Aynı zamanda tedbir; hayatımızın, en hayatî gerçeklerinden biridir. Müdebbir-i hakikî ise Cenab-ı Allah’tır. Yani bu kadar hayatî önemine rağmen çoğu insan bu meselede, ya ihmalkâr davranmaktadır ya “hüsn-ü zan adem-i itimat” düsturuna riayet edememektedir. Fakat hayat kanunları, elektriğin çarpması gibi acımasızdır. Kontrol kalemini elden düşürmemek gerekir.
Yoksa “Ba’de harabi’l-Basra” durumuna düşenlerin feryatları da boşunadır.
Bir eğitimcinin de; en fazla üzerinde durması gereken konulardan biri, yine “tedbir”dir.

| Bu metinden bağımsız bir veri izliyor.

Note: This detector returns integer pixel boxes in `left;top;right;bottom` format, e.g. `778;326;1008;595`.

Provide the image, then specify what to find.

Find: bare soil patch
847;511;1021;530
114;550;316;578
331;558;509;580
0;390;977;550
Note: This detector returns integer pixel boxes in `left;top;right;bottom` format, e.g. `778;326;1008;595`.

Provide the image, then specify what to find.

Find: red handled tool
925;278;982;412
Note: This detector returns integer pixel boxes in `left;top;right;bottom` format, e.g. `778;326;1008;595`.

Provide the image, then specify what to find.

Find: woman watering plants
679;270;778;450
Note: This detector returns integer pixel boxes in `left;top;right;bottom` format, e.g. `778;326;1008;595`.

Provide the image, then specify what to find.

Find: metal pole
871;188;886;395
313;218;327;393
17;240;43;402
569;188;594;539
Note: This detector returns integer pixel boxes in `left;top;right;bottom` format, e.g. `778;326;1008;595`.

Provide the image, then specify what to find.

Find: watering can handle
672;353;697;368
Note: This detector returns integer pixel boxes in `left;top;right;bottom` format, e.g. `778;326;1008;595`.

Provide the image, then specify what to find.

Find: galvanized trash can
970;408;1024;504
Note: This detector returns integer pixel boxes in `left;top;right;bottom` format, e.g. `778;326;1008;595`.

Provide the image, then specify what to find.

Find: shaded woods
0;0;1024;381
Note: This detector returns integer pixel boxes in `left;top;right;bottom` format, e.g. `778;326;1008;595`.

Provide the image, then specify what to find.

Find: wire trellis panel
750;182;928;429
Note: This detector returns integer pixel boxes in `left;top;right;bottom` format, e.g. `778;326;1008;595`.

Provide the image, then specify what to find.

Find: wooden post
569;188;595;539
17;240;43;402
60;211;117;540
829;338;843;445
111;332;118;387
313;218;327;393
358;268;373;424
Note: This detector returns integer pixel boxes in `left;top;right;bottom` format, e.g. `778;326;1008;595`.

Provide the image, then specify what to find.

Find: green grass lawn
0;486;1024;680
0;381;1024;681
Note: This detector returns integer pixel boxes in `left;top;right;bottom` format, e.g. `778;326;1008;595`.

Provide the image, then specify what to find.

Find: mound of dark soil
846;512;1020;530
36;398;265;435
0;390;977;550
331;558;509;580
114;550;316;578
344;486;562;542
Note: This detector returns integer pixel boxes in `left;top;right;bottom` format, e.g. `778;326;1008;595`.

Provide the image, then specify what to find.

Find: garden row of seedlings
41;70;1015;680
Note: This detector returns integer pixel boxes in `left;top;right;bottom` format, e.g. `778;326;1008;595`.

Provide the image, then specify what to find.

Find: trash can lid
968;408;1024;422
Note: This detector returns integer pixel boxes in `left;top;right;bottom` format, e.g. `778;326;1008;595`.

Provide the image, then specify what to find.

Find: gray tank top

Onun için bir eğitimcinin olmazsa olmazları şöyle sıralanır:
1- Şefkatle eğitmek
2- “Hikmetle idare etmek” demek olan, nedenleriyle meseleyi analiz etmek
3- Değişik ihtimaller göz önünde bulundurularak “tedbir” almayı da, öğretmektir.
Bu temel kaideler ilâhiyatçıların ve bilhassa idarecilerin, yaygın tabiriyle “olmazsa olmaz”larındandır.
Ayrıca eğitimci için; fikirlerinde isabet, mevzularında münasebet ve davranışlarında samimiyet de şarttır. Peygamberimiz Hz. Muhammed (asm) bile “Ben muallim olarak gönderildim” buyurmaktadır.
Demek insanların ebedi hayatlarını kurtarmak, görevlerin en mukaddesidir; korku kaldırmaz. Ve bütün peygamberler “tedbir” diye hiçbir zalimden korkmayıp tebliğlerini mertçe yapmışlardır. Onların bu asırdaki en güzel varisleri de, hiç şüphesiz Üstad Bediüzzaman Hazretleridir.